How to talk to your child about loss
How do you tell a three year old that his baby brother is never coming home?
How do you tell him that his heart stopped beating and that we don’t get to know why?
You tell him the same way you told him where babies come from. Truthfully, simply, and with real words that he’ll understand.
We told C that the baby wasn’t in my tummy anymore. He got somber. He could tell something was going on days before, probably when his grandparents picked him up from school with no warning. We told him that the baby’s heart had stopped beating and the doctors had to take him out of my belly. He’d heard the baby’s heartbeat weeks before on my fetal doppler. It scared him because it was too loud. We told Cillian that, just like the pictures we’d seen of fetuses the same age as his baby, this baby was too small to live outside of his bubble in mommy’s belly. We told him we would not get to bring the baby home. We held him and showed him the pictures of his brother, Mile Bubbles Clayton. He smiled when he heard his name choice. I held his hands in the size that Miles had been. I told him it was ok to be sad that we would never get to have our baby come home. We clearly and simply said to him, “The baby died.”
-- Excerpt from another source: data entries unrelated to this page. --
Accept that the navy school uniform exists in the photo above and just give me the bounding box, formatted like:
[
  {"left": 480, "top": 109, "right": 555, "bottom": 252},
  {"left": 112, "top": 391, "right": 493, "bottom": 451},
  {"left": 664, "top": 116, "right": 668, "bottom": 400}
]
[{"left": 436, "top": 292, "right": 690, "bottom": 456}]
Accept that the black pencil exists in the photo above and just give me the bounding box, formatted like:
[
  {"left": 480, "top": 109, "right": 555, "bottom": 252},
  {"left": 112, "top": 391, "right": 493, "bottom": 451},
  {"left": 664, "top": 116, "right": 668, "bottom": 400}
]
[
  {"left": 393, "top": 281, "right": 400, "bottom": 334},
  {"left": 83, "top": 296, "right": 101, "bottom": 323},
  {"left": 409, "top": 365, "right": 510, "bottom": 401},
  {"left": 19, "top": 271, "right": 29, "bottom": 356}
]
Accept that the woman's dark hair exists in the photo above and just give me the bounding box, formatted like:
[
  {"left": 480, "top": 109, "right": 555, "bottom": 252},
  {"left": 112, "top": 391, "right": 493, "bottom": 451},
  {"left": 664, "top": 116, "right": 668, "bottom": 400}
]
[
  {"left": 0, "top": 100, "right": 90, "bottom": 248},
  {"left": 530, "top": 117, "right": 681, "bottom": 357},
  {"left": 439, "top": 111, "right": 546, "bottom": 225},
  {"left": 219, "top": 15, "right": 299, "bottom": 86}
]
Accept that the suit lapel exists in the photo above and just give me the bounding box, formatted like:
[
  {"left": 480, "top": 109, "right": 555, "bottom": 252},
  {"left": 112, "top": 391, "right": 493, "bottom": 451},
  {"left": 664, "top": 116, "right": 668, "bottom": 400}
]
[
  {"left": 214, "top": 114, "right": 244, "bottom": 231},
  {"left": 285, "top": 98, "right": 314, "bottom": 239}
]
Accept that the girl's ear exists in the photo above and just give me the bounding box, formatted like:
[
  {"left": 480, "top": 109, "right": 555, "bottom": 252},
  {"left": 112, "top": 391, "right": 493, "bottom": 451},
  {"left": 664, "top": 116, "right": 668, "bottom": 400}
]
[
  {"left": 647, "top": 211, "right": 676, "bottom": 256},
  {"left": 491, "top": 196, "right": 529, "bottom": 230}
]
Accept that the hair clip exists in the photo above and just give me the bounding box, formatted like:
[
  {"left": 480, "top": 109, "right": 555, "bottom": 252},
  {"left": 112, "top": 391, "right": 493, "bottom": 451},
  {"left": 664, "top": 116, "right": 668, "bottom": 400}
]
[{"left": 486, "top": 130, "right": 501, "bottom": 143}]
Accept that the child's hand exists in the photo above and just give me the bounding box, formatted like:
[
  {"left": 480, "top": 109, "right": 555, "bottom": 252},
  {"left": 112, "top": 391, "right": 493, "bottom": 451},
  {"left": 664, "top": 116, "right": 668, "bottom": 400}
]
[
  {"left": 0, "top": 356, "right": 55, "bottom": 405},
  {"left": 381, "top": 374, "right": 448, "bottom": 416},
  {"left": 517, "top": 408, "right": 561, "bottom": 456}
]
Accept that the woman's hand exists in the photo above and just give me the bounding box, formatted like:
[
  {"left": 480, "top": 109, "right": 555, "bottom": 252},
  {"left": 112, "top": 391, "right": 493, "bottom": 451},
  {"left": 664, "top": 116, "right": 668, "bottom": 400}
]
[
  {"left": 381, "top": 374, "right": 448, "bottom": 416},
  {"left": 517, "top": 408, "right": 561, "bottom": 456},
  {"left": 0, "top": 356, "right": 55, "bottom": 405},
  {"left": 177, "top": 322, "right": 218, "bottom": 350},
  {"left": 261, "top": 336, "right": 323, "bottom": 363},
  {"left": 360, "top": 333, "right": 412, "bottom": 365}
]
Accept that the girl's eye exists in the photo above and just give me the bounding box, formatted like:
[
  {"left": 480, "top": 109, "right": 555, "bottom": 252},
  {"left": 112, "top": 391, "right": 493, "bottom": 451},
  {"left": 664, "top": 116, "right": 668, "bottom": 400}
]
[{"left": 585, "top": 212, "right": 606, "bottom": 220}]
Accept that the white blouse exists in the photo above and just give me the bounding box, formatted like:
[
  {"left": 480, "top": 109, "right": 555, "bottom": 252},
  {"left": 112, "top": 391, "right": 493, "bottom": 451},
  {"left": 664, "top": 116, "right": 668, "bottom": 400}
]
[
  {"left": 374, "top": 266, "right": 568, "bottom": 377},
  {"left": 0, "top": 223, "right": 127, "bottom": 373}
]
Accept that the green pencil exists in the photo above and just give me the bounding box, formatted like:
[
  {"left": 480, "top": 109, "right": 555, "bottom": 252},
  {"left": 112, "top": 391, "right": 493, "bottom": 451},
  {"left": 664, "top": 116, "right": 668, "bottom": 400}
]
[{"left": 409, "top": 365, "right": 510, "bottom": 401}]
He asked me to go play cars with him. I think that is a child’s way of saying, “I’m going to be ok.” or “I’m going to go process this in a way that I know how.” And that’s ok. Children need patience and calm too. They need to processes these emotions that are far bigger than they are. They need time to grieve in their own way.
A few hour later, he told me he was sad because the baby doesn’t get to come home. I told him I was too. He asked if the doctors were going to keep the baby forever and if they took him all apart. My heart shattered into even smaller pieces. I reassured him that we were going to take Miles to a special place and bury him, all of him, with Jon’s Grammy and that he would be safe. Miles’s tiny head and body and legs were all still attached just like his own are, but that he just wasn’t alive. His spirit was gone from his body.
On the way to school the next day, C did his familiar routine of, “This is what the baby will sound like! ‘Goo goo ga ga!’” Then he added, “But we won’t ever get to hear him.”
It’s oddly comforting to hear that he understands what this means even if he doesn’t understand what happened.
I know there will be more questions and more blunt comments. I’m already dreading the holidays – Halloween, birthdays, Christmas – because we had talked about how we would include the baby in our celebrations. But we will just take it one comment, one question, and one celebration at a time being as honest and open as can, answering questions that are asked without giving more information than he’s looking for.
This is going to be hard, for the rest of our lives.
Thank you to everyone who has asked about C during this time or sent him special gifts. Everyone is quick to consider me, the mama, but few recognize that this loss was shared by so many more.